The older I get and the more I’ve come to understand this story, the more bizarre it all seems. And the more I want to understand what drove Katchan to leave her life in Japan behind, and to make the subsequent decisions she did, which seem so out of the ordinary. Each of these decisions has led to me being here today. I’d love to say that Katchan ended up fulfilling her dreams and living happily ever after, but the truth is, she endured a deep and quiet suffering for many years. She experienced extreme abuse from the person she had left everything for, and yet never once uttered a negative word about my grandfather.  Despite her strength, at some point, she must have felt life was no longer in her control — for there were dark years where she considered ending it all. Given how courageous, resilient and independent she was, the circumstances must have been dire.

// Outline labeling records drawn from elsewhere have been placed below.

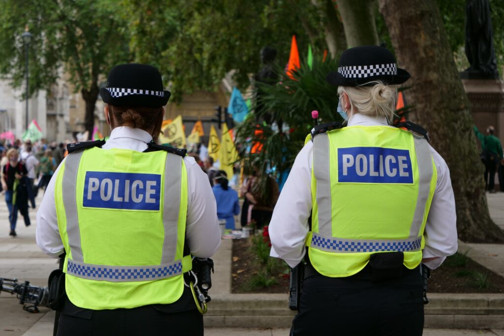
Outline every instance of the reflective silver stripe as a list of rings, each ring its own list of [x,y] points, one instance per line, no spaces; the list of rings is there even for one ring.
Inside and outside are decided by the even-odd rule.
[[[329,167],[329,137],[327,133],[313,138],[313,169],[317,179],[317,203],[319,207],[319,232],[332,235],[332,203],[331,193],[331,169]]]
[[[175,259],[177,251],[177,228],[180,208],[180,183],[182,179],[181,157],[170,153],[166,154],[164,168],[164,195],[163,207],[163,225],[164,242],[161,263]]]
[[[77,215],[76,188],[77,170],[84,151],[79,151],[67,156],[63,173],[63,205],[67,217],[67,233],[68,243],[70,245],[72,257],[76,261],[84,261],[81,246],[81,233],[79,230],[79,217]]]
[[[420,230],[423,222],[425,206],[429,198],[430,190],[430,180],[432,178],[432,160],[428,144],[423,137],[415,134],[412,135],[415,143],[415,152],[416,152],[419,177],[418,196],[416,199],[413,223],[410,228],[409,238],[412,239],[422,235]]]
[[[153,266],[94,265],[68,259],[67,274],[78,278],[113,282],[148,281],[182,274],[182,260]]]
[[[338,253],[411,251],[420,249],[422,237],[407,239],[346,239],[313,233],[310,247]]]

What’s even more interesting is the fact that my aunt would often ask Katchan, “why did you come to Taiwan?” To which Katchan, who was fiercely private, would respond: “I’ll tell you before I die.”

Katchan suffered from a stroke in 1993, when she was 83 years old. She lost a lot of her memory, her mobility, and her ability to speak. She remained in this state for the next 10 years, before she passed away at home in Kaohsiung, Taiwan in 2004.

To this day, the answer to this question remains unknown.